EEG phase entropy distinguishes conscious from unconscious brain states with high accuracy
Researchers used permutation entropy on EEG phase dynamics to classify consciousness levels, but ADHD detection remains elusive.
In this study, published in Chaos, Solitons and Fractals and available on arXiv, researchers from Korea and the US applied permutation entropy analysis to EEG phase dynamics, focusing on the principal mode reflecting anterior-posterior information flow. They analyzed two datasets: one from a general anesthesia protocol (conscious vs. unconscious) and one from resting-state EEG of healthy controls and individuals with inattentive-type ADHD under eyes-open and eyes-closed conditions.

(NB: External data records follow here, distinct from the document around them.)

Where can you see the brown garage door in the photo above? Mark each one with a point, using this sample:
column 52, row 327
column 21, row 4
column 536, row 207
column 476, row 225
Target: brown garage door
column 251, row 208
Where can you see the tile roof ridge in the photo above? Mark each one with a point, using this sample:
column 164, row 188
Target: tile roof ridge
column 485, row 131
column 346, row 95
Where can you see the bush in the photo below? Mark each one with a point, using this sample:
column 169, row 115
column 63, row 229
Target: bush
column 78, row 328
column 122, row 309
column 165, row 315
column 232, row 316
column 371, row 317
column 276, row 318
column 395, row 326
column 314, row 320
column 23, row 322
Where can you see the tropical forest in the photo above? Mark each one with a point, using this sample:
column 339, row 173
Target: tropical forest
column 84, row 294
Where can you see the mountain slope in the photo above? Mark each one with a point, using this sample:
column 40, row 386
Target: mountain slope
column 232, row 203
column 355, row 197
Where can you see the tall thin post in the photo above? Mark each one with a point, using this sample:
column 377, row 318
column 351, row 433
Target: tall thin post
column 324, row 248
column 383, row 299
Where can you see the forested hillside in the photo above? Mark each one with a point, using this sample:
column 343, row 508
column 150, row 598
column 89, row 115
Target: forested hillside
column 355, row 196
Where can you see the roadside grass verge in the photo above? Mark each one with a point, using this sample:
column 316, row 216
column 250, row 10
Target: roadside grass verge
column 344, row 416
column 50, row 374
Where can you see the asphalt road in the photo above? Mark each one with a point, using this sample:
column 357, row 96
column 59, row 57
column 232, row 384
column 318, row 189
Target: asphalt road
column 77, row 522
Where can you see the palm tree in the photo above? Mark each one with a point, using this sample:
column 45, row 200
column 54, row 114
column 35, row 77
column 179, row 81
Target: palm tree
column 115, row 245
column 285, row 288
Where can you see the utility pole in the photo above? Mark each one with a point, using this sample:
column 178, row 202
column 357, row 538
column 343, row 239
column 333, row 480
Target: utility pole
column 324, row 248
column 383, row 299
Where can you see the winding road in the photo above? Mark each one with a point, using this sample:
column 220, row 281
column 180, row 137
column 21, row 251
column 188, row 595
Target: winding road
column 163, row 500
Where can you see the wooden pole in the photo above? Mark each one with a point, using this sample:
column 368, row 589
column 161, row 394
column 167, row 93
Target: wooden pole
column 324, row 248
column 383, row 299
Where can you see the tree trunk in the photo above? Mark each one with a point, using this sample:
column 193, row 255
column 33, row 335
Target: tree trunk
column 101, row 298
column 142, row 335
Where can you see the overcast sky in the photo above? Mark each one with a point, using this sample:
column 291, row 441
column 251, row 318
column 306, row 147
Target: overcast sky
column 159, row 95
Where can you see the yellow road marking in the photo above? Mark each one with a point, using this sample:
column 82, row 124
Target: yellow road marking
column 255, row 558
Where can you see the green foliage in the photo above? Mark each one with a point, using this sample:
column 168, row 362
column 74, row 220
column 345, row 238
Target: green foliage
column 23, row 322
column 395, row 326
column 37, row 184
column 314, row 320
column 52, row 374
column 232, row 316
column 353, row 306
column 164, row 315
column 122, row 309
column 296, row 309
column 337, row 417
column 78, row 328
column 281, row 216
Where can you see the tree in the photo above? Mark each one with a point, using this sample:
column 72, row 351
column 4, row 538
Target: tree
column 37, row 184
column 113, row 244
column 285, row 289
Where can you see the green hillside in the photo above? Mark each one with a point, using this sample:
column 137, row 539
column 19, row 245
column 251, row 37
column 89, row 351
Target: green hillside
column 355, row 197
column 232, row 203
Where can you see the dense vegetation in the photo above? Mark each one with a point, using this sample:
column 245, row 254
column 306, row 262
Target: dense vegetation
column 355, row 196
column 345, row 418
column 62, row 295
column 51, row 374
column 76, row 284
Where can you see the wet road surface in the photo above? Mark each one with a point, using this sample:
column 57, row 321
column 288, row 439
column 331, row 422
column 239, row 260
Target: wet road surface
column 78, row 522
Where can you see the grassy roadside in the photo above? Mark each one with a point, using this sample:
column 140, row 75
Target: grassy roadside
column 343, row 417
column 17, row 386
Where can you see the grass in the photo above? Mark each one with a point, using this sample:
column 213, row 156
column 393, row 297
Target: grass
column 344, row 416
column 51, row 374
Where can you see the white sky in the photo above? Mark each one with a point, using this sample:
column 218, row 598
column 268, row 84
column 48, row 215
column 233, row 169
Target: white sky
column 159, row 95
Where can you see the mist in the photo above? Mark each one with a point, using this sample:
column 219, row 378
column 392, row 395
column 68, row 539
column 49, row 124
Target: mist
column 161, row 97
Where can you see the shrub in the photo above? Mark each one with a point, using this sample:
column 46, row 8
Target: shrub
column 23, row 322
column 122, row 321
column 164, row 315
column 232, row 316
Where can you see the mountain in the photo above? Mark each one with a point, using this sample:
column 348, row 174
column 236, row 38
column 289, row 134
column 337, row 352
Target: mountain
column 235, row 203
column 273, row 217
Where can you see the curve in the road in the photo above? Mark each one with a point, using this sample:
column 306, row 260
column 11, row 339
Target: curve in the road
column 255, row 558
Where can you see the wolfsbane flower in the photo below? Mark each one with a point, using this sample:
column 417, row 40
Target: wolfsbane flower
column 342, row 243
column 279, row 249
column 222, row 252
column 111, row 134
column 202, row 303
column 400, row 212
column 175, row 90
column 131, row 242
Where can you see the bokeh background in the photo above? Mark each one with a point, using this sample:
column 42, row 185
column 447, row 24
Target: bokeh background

The results showed that permutation entropy distributions reliably distinguish conscious from unconscious states in the anesthesia dataset, and eyes-open from eyes-closed in the resting-state dataset. However, the method failed to achieve clear separability between control and ADHD groups, indicating that additional features — such as original time-series values — may be necessary for detecting inattentive-type ADHD. The study demonstrates both the power and limitations of ordinal pattern analysis for brain state classification.
- Permutation entropy of EEG phase dynamics distinguishes conscious from unconscious states with high reliability in general anesthesia data.
- Eyes-open and eyes-closed resting-state conditions are separable using the same method.
- Classification between healthy controls and inattentive-type ADHD patients shows no clear separability with permutation entropy alone.
Why It Matters
This work could improve anesthesia monitoring and deepen understanding of consciousness, while highlighting EEG analysis limits for ADHD diagnosis.